Drug Clinical Trail Center, The Second Hospital of Heilongjiang Province, 209 Jiangdu Street, Harbin, China.
School of Computer Science and Technology, Harbin Institute of Technology, Harbin, China.
Clin Epigenetics. 2024 Aug 27;16(1):118. doi: 10.1186/s13148-024-01717-8.
Human aging and white blood cell (WBC) count are complex traits influenced by multiple genetic factors. Predictors of chronological age have been developed using epigenetic clocks. However, the bidirectional causal effects between epigenetic clocks and WBC count have not been fully examined.
This study employed Mendelian randomization (MR) to analyze summary statistics from four epigenetic clocks involving 34,710 participants, alongside data from the Blood Cell Consortium encompassing 563,946 individuals. We primarily explored bidirectional causal relationships using the random-effects inverse-variance weighted method, supplemented by additional MR methods for comprehensive analysis.

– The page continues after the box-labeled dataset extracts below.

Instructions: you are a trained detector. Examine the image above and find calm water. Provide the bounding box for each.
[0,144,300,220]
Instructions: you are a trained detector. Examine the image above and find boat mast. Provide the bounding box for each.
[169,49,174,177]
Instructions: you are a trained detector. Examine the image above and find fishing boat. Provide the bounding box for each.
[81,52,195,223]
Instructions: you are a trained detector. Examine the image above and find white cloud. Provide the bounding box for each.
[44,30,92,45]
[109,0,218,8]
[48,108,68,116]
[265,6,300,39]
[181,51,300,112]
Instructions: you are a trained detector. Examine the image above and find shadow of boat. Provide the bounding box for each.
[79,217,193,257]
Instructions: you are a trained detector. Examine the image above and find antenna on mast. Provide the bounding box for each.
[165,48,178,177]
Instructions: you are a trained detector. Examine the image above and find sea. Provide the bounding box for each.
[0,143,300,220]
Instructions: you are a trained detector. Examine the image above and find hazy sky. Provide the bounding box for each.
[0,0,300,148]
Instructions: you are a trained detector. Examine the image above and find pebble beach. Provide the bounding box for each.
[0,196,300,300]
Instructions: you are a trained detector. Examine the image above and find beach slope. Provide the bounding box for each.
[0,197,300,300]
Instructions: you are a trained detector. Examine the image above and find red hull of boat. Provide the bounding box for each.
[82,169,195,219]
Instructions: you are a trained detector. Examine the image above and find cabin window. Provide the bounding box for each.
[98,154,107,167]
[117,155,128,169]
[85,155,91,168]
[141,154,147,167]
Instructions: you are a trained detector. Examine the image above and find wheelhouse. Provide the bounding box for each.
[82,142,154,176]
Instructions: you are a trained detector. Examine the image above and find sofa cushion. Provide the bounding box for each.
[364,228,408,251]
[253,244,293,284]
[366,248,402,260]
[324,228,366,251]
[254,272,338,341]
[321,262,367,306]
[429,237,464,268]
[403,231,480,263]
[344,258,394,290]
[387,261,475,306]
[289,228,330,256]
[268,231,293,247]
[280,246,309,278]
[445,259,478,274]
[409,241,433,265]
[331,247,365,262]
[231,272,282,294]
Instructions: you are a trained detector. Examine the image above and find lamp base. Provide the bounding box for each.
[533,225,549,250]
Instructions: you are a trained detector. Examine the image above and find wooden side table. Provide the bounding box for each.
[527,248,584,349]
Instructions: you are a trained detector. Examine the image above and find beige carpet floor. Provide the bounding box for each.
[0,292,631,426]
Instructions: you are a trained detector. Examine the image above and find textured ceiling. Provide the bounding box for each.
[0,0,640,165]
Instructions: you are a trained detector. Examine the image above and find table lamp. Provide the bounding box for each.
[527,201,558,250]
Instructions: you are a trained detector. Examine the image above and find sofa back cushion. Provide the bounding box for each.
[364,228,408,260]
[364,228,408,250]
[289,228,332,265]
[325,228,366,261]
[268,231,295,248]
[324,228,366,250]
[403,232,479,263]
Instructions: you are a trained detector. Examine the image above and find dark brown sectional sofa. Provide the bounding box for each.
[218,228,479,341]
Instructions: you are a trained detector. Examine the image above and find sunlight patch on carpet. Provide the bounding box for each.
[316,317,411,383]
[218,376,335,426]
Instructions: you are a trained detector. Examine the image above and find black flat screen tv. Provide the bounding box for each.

Additionally, multivariate MR was applied to investigate independent effects of WBC count on epigenetic age acceleration.
In the two-sample univariate MR (UVMR) analysis, we observed that a decrease in lymphocyte count markedly accelerated aging according to the PhenoAge, GrimAge, and HannumAge metrics (all P < 0.01, β < 0), though it did not affect Intrinsic Epigenetic Age Acceleration (IEAA). Conversely, an increase in neutrophil count significantly elevated PhenoAge levels (β: 0.38; 95% CI 0.14, 0.61; P = 1.65E-03 < 0.01). Reverse MR revealed no significant causal impacts of epigenetic clocks on overall WBC counts. Furthermore, in multivariate MR, the impact of lymphocyte counts on epigenetic aging metrics remained statistically significant. We also identified a marked causal association between neutrophil counts and PhenoAge, GrimAge, and HannumAge, with respective results showing strong associations (PhenoAge β: 0.78; 95% CI 0.47, 1.09; P = 8.26E-07; GrimAge β: 0.55; 95% CI 0.31, 0.79; P = 5.50E-06; HannumAge β: 0.42; 95% CI 0.18, 0.67; P = 6.30E-04). Likewise, eosinophil cell count demonstrated significant association with HannumAge (β: 0.33; 95% CI 0.13, 0.53; P = 1.43E-03 < 0.01).
These findings demonstrated that within WBCs, lymphocyte and neutrophil counts exert irreversible and independent causal effects on the acceleration of PhenoAge, GrimAge, and HannumAge. Our findings highlight the critical role of WBCs in influencing epigenetic clocks and underscore the importance of considering immune parameters when interpreting epigenetic age.
人类衰老和白细胞(WBC)计数是受多种遗传因素影响的复杂特征。已使用表观遗传时钟开发了预测实际年龄的指标。然而,表观遗传时钟和 WBC 计数之间的双向因果关系尚未得到充分研究。
本研究采用孟德尔随机化(MR)分析了涉及 34710 名参与者的四个表观遗传时钟的汇总统计数据,以及包含 563946 个人的数据的血液细胞联合会。我们主要使用随机效应逆方差加权法(random-effects inverse-variance weighted method)来探索双向因果关系,并用其他 MR 方法进行综合分析。此外,还应用多元 MR 来研究 WBC 计数对表观遗传年龄加速的独立影响。
在两样本单变量 MR(UVMR)分析中,我们观察到淋巴细胞计数的减少明显加速了 PhenoAge、GrimAge 和 HannumAge 等指标的衰老(均 P<0.01,β<0),但对内在表观遗传年龄加速(IEAA)没有影响。相反,中性粒细胞计数的增加显著提高了 PhenoAge 水平(β:0.38;95%CI 0.14,0.61;P=1.65E-03<0.01)。反向 MR 显示表观遗传时钟对总 WBC 计数没有显著的因果影响。此外,在多元 MR 中,淋巴细胞计数对表观遗传衰老指标的影响仍然具有统计学意义。我们还发现中性粒细胞计数与 PhenoAge、GrimAge 和 HannumAge 之间存在显著的因果关联,结果显示出强烈的关联(PhenoAge β:0.78;95%CI 0.47,1.09;P=8.26E-07;GrimAge β:0.55;95%CI 0.31,0.79;P=5.50E-06;HannumAge β:0.42;95%CI 0.18,0.67;P=6.30E-04)。同样,嗜酸性粒细胞计数与 HannumAge 显著相关(β:0.33;95%CI 0.13,0.53;P=1.43E-03<0.01)。
这些发现表明,在 WBC 中,淋巴细胞和中性粒细胞计数对 PhenoAge、GrimAge 和 HannumAge 的加速具有不可逆转和独立的因果作用。我们的发现强调了 WBC 在影响表观遗传时钟方面的关键作用,并突出了在解释表观遗传年龄时考虑免疫参数的重要性。